This is done alongside regulatory authorities in the US, Australia, Canada, Europe, Nigeria and Brazil.

It also shows that the work conducted by Sahpra to ensure vaccine safety is in line with international norms and standards, and rooted in best practice.

The presentation provided by Semete-Makokotlela spoke to the rigorous process followed by Sahpra on authorisation and ensuring the safety of the Covid-19 vaccine.

This process includes:

  • Verifying that the applicant is licensed, Sahpra compliant and can oversee the necessary processes;
  • Ensuring that each production site complies with good manufacturing process and conducting the necessary evaluations;
  • Ensuring that the production process adheres to best practice and ensuring the necessary assessments are conducted;
  • Evaluating pre-clinical data to ensure that the vaccine trial meets all regulatory requirements for vaccines;
  • Assessing clinical trials in terms of safety data and providing evidence of the vaccine’s ability to prevent Covid-19;
  • Ensuring that the vaccine schedule is aligned to the clinical data, product labelling and patient information leaflet;
  • Assisting rejected applicants to appeal to the CEO of Sahpra within 20 days.

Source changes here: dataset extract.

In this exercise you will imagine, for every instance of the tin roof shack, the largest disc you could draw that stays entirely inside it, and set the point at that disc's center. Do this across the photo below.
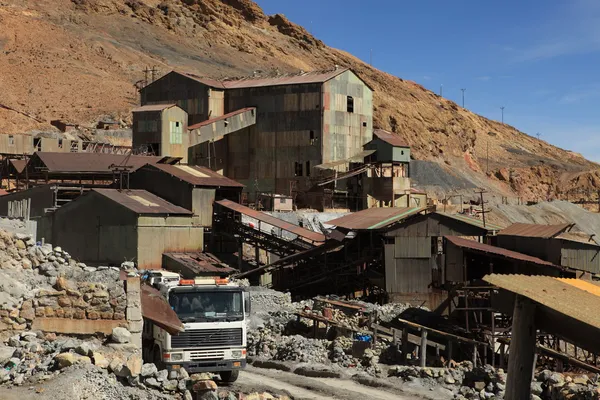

They can further appeal to the health minister; and
  • Verifying lot release requirements to ensure easy accessibility of rest reports, lot summary protocol, transportation and cold chain verification.

“I cannot stress enough that we focus on the quality, safety and efficacy of the product, and also to monitor the products when they now have been authorised to hit the market,” Semete-Makokotlela said.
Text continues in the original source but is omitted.